3. I know that Steve Nash is an all-star and all, but the Hawks didn't do much to disabuse me of the notion that they struggle to defend the point guard position last night, as Nash went for 34 points on 19 shots. Interestingly, Josh Smith proved to be the best defender against Nash, as he turned him over twice late in the fourth quarter when the Hawks iced the game. Combined with Marvin Williams defending Chauncey Billups on the last possession against Detroit, you get the sense that Mike Woodson knows that his guards aren't his best defenders and that Smith and Williams are needed to defend opposing point guards on crunch possessions. (I don't think that Williams was on Billups on a switch, but I could be wrong.)

4. Marvin Williams through four games: 71 points on 43 shots. Suck it, Chris Paul! Two years ago, I sooner would have penned an ode to Jim Leyritz than right that last sentence.

5. Shelden Williams isn't getting any time, despite the fact that Zaza is out. Hmmm.

5 comments:

peacedog said...

15 rebounds in 28 minutes from Horford. This is officially the best rebounding line ever, where best means exactly what I want it to and nothing else.

Yes, it was a depleted Phoenix team in terms of big men, but Horford is really cleaning the boards right now. I love it.

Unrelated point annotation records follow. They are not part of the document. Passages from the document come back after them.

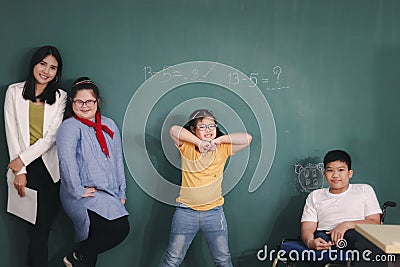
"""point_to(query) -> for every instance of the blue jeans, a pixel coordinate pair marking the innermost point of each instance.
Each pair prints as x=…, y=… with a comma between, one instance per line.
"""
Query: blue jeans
x=185, y=225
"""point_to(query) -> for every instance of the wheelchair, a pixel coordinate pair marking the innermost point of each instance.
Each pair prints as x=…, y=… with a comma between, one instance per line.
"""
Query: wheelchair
x=292, y=248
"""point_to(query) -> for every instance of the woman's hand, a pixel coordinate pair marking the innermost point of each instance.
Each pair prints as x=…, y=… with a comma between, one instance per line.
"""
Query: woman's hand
x=16, y=165
x=20, y=184
x=89, y=192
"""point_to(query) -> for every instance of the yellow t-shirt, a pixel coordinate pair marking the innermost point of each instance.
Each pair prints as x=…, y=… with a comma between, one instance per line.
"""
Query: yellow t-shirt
x=202, y=176
x=36, y=117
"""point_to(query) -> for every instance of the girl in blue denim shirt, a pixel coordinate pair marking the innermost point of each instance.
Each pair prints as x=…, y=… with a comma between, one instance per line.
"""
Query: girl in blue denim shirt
x=93, y=184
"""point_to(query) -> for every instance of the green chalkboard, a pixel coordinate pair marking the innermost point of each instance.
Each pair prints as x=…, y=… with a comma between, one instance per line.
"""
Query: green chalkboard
x=303, y=77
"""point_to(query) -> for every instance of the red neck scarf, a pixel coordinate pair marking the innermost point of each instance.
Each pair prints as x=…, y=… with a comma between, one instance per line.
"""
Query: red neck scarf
x=98, y=128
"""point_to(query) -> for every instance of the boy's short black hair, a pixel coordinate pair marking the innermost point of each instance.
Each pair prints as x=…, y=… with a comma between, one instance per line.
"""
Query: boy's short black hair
x=337, y=155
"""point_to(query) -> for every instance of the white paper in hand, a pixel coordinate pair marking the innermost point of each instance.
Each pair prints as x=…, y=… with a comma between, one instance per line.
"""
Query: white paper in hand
x=23, y=207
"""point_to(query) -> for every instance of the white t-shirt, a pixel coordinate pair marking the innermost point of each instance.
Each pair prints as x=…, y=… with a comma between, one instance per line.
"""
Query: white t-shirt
x=329, y=210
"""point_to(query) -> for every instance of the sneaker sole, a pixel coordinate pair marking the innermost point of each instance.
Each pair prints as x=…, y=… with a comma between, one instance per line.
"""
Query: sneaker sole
x=67, y=263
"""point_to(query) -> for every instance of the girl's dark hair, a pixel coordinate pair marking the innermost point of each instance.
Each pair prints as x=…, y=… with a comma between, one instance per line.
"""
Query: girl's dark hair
x=200, y=114
x=337, y=155
x=82, y=83
x=49, y=93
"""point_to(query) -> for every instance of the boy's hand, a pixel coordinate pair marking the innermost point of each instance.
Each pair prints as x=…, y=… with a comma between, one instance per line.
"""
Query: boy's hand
x=338, y=232
x=318, y=244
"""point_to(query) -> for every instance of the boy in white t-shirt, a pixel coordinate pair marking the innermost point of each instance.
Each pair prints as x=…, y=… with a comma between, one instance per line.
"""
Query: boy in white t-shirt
x=330, y=214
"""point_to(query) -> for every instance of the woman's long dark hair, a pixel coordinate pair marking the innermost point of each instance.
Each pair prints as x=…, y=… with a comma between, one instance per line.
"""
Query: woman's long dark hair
x=49, y=93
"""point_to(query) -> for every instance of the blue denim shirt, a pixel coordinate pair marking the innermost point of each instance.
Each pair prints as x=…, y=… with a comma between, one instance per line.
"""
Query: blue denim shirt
x=83, y=164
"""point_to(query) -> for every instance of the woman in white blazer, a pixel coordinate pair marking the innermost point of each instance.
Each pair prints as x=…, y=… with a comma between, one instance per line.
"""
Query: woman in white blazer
x=33, y=111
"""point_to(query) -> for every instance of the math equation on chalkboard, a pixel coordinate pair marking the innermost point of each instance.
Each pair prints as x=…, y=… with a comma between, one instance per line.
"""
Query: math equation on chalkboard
x=272, y=83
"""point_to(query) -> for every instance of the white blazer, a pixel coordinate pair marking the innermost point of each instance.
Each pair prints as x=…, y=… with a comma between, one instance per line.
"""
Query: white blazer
x=16, y=117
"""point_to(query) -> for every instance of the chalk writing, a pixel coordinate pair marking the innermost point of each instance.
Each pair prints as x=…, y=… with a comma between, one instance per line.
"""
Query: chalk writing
x=234, y=78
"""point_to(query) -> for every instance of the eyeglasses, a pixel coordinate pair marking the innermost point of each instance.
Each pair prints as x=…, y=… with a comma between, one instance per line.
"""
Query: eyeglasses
x=203, y=127
x=88, y=103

Is it possible Shelden also didn't play as much because we were going "small big" against Phoenix? Quicker/more athletic post players only? I dunno, I'm guessing.

Michael said...

Shelden didn't play much against NJ or Detroit, either. He got 30 minutes in the opener, probably because of Horford's foul trouble, and has gotten relatively minimal minutes ever since, despite the fact that he's the only true big man on the team besides Horford. (I guess Solomon Jones counts, but he rarely plays.)

LD said...

Saw Shelden pick up an early technical in the Detroit game. Might've had something to dow with why he didn't get many minutes after that.

Jerry Hinnen said...

Shelden's not getting minutes because he's not that good. The Hawks' can run a tight seven-man rotation--Law, Lue, Johnson in the backcourt, Marvin, Childress, Smith, Horford up front--and just leave him the garbage minutes. Offensively, running Smith or Marvin at the 4 seems such a better solution to me than trying to move Horford to the 4 just to get Shelden on the court. This is probably, as you pointed out Michael, Atlanta's biggest strength--they really don't lose a thing (or not much, anyway) going to guys like Law or Childress or eventually Zaza off the bench. If they can get a bona fide PG to let Law play 20 min. a game and develop rather than shouldering the load (decent as he's been, he's had an assist-to-TO ratio of 1-10 the last three games), the Hawks will be scary. Maybe Cassell could be had for Lue (expiting contract) and one of Shelden, Zaza, or Wright?

Drew Ditzel said...

last night Sheldon did not get a lot of time because the hawks played small for about a fifteen minute stretch to match up with the sun's personnel. horford wasn't in the game either. it was marvin, joe, salim/al/tyronn, josh, and josh.